There's almost a record for quickest tits debut, then a private investigator and his amour enter a house on the trail of a missing college student. They find the room above, with a laptop and many a television and tape. The PI searches the house while his girlfriend watches tapes, giving us the frame for our movie. The first entry concerns a guy who has received an eye implant, courtesy of some ambiguous company. The implant includes a camera which cannot be turned off and we get plenty of footage of the guy looking into mirrors. Too bad he's not a coke addict or this would seem more natural.
This eye is like the eye from THE EYE and the guy quickly starts seeing sallow and raccoon-eyed dead people around his house. A girl shows up and tells him that she had the same problem following a company-sponsored cochlear implant. Then they make love, then die. Adam Wingard directed this and it's perfectly fine, nothing spectacular, but nothing offensive either. Just a good first foray. Next...
Eduardo Sanchez of BLAIR WITCH, ALTERED, and LOVELY MOLLY turns in another fun short, this one a first-person bicycler-zombie romp, complete with an attack on a child's birthday party. I liked the zombie's looks and especially their sounds, like spastic mumbles, the sounds old people make sometimes when you try to explain the Internet to them. Again, good times, but no timeless classic and perhaps a bit below the usual Sanchez gold standard. It's weird to think that, without him, this movie/genre would not even exist. Things to remember: zombies prefer iPhones.
Third, THE RAID director Gareth Evans offers a pretty lengthy tour of an Asian apocalyptic cult. Cults as a subject would seemingly be a good choice for horror, but the films mostly don't work. Nothing has come close to toppling WICKER MAN as the cult cult film supreme and this short doesn't mount a serious challenge. The initial stages are pretty lifeless, as we get the admittedly-hilar-looking leader ranting and raving while the film crew tours his bunker of folk songs and incest.
But then the film just decides to throw up its hands and go CRAZY. Everything that could splatter does, flesh gets shredded like Christmas paper, and it all leads to an ending that some might say goes too far into ridiculous monstery outrageousness. But I loved it, man, I think the best thing that you can do with this format is keep the tempo rapid and don't skimp on the red and cast puppets if you can. Half moody waiting, half orgy of violence, very flawed and very good.
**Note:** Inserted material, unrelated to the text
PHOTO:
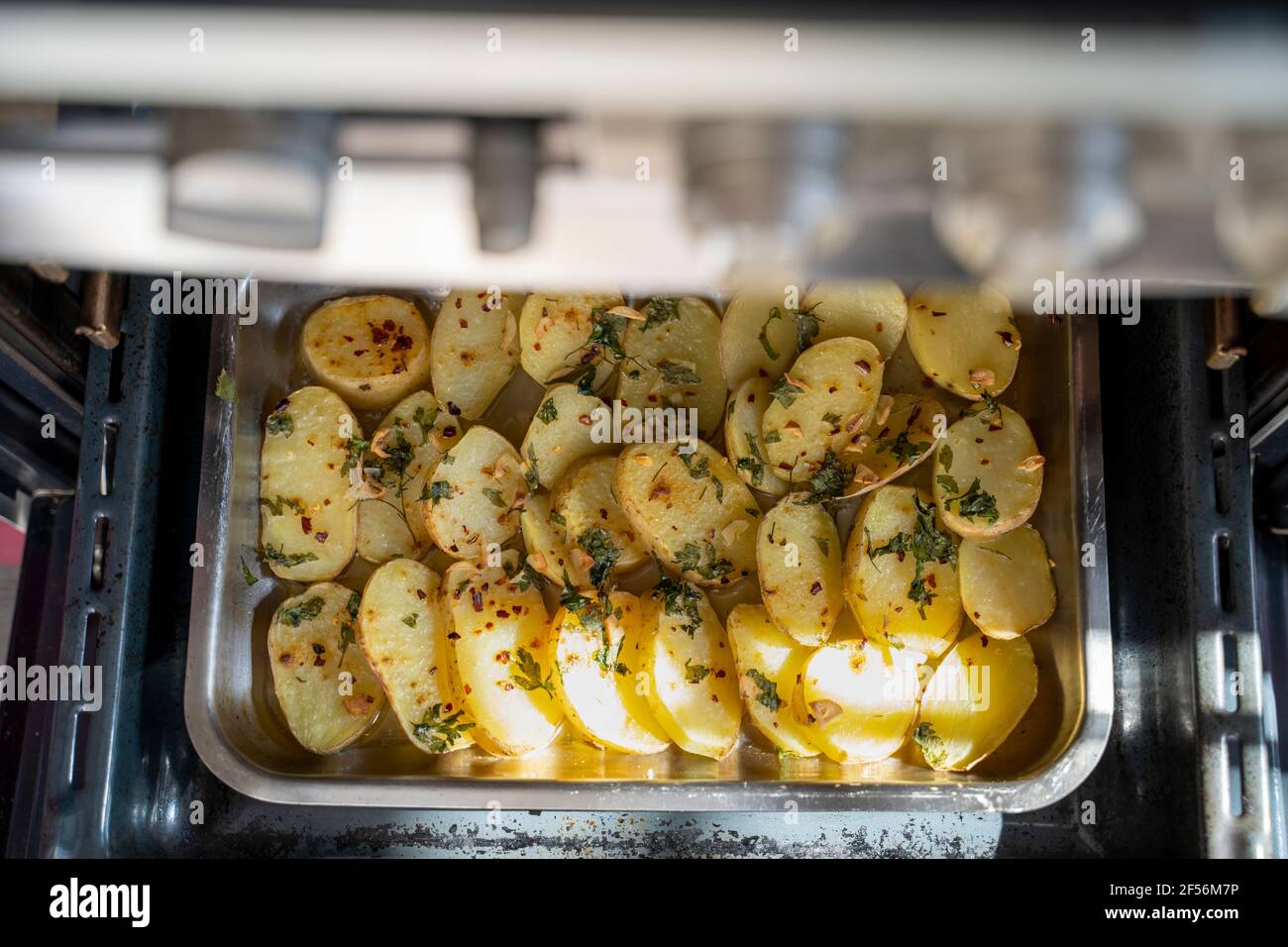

The movie took the song's advice and saved the best for last. Jason Eisener, who directed this, also did HOBO WITH A SHOTGUN, so you'd expect the prior entry's unreasonable sensibilities to continue. They don't, though, as this entry pairs right up with V/H/S 1's curtain call in that it uses the same kind of haunted house/video game structure. Except that, this time, a dog has the camera.
Kids run around and try and fail to escape monsters, really sinister grey aliens in this case, so I amazed that I actually slept last night. This felt like a very fun ride, like something that you'd hit first at an amusement park. No, it doesn't have much to say about art or human nature or the nature of the universe, but it has chafed aliens breaking open attic doors to get at you and sometimes that's all that you need.
The V/H/S movies, like a lot of modern horror, are driven by unrelenting hype from the Internet's horror establishment. So I was wary about believing the raves regarding the improvement visible in the sequel. Guess what, it really is better! I wouldn't say it's a great or very good film, but its flaws are less naked than the first film's and it's a great deal faster and more fun. Horror anthologies are generally pretty unmemorable, so saying that this ranks in the top half of the horror anthology scale probably isn't fulsome praise. But it's worth a watch if this kind of thing is your kind of thing.